The city of Wichita voted 7-0 in favor of annexing land for some controversial homes. They would be located in east Wichita, just south of Kellogg at 143rd and Harry.
The plan is to put in homes that cost $75,000 to $100,000. The homes are called microMansions.
The decision came after multiple people spoke out against the tiny homes. They even presented a petition with signatures. Those homes would be located next to mansions. Some upwards of $1 million.
“And I think anybody regardless if you have a $100,000 house or $1 million dollar house, you have the right to protect your property value, and that’s what we’re doing now, we’re voicing our concern,” said Jonathan Endicott, opposed to microMansion housing location.
City members held an executive session and unanimously decided to proceed with the annexation of land.
“So next is a lawsuit, and we’re going to target the city and the developers,” said Endicott who lives near the proposed development.
There are other homeowners who say it is time for a lawsuit.
“I’ll help them fight. We’ll help finance,” said homeowner Debra Evans. “I think that my home value just went down about 10 or 20 percent, and I will, not just me, but everyone will be petitioning the city to lower our taxes.”
Council member Pete Meitzner says they were told by city legal counsel that there was no legal reason to deny the annexation request.
“We’ve tried to look at every option. I’ve tried to look at, clearly, the legal side of the issue is, was, the compelling item,” said Meitzner. “It sounds like there might be some legal challenges to it which I would welcome because it might clear up some answers for everybody.”
Attorney Edward Robinson has been hired by some of the homeowners, and he is studying what comes next for a lawsuit. Robinson says the issue may be suing over home values. He also says the first lawsuit may revolve around the city zoning issues.
“Clearly, they didn’t care for what we had to say today,” said Robinson. “It’s clear.”
Robinson says the city annexation will allow for small lot sizes to go with the small homes. The lot size will be 5,000 square feet or less, but Robinson says land zoned in from unincorporated areas has to come into the city at a size of at least 20,000 square feet.
“We will have challenges here,” said Robinson. “Regardless what city legal had to say today.
Endicott says the current landowner and potential financial backer of the project, businessman David Murfin, may have gotten special consideration from some city leaders.
“It’s unfortunate the city is standing behind a developer that’s in their back pocket,” claimed Endicott. “I think they should not give this particular developer special concessions because of who he is or what he does or what influence he may have in this town.”

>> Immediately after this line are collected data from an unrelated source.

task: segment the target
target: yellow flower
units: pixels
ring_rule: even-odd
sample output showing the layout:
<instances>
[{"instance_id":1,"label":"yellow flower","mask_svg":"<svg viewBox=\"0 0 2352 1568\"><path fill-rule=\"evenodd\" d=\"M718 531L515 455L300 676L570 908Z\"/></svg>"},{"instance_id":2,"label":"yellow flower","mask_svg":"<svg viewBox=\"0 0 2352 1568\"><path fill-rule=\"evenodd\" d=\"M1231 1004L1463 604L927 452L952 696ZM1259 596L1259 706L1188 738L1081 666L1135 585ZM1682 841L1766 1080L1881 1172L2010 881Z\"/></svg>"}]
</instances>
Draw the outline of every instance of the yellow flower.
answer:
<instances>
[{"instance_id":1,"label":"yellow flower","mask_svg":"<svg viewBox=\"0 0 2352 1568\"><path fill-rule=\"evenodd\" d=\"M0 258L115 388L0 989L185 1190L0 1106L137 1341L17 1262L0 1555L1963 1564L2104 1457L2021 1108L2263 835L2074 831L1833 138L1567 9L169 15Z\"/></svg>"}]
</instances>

Meitzner said he is familiar with Murfin, but that did not influence the decision. He maintained the council had not legal reason to deny the request for annexation, and if they did, that could lead to legal challenges as well.
microMansions late Tuesday sent KSN a news release in response to the events at the city council Tuesday morning.
microMansions, LLC, obtained unanimous approval at the Wichita City Council meeting today of the plat for its first development project-“Home Base.” Home Base will be the first development of upscale, energy-efficient, smaller homes in the Wichita area. Co-founder Abby Nelson says, “microMansions is the “Apple” of tiny home developments; sleek, simplistic and upscale homes.” Nelson has spent over two years refining the design of these “micro” homes and is eager to offer them to homeowners who want to live simply and create new experiences. These homes offer minimalistic lifestyle living in a stylish, energy efficient, and affordable house. To develop the Home Base project, microMansions is purchasing 15 acres of land from Murfin Acres, LLP which is located near 143rd and Harry Street. Nelson, and co-founder, Brady Sherman, selected this location based on their anticipated homebuyers. Home Base will appeal to buyers that have interest in urban living as well as those wanting the peacefulness of a countryside development. The new development will attract those wanting a quiet oasis away from the hustle and bustle, but still in short distance from urban grocery stores, gas stations, restaurants and main highways. Nelson says that microMansions will have the same high-end finishes found in larger homes, such as quartz countertops, wood flooring and custom cabinetry. The development will be similar to other subdivisions with streets, yards, sidewalks, a water feature, a nice entrance, trees and an HOA with covenants and restrictions. The HOA fees will include lawn maintenance and trash service with recycling. In spite of some opposition from surrounding neighborhoods, Nelson and Sherman recognize the concerns, and plan to move forward with this residential development. It will be a valuable asset and improvement as this area of the City/County continues to be developed. More than 550 potential homebuyers have signed up through the company website, http://micromansionsdesign.com/. In addition, developers nationwide have been contacting microMansions about their franchise model. Nelson and Sherman anticipate the first model home to be completed this fall. The value this development will add to the community and surrounding area is anything but tiny.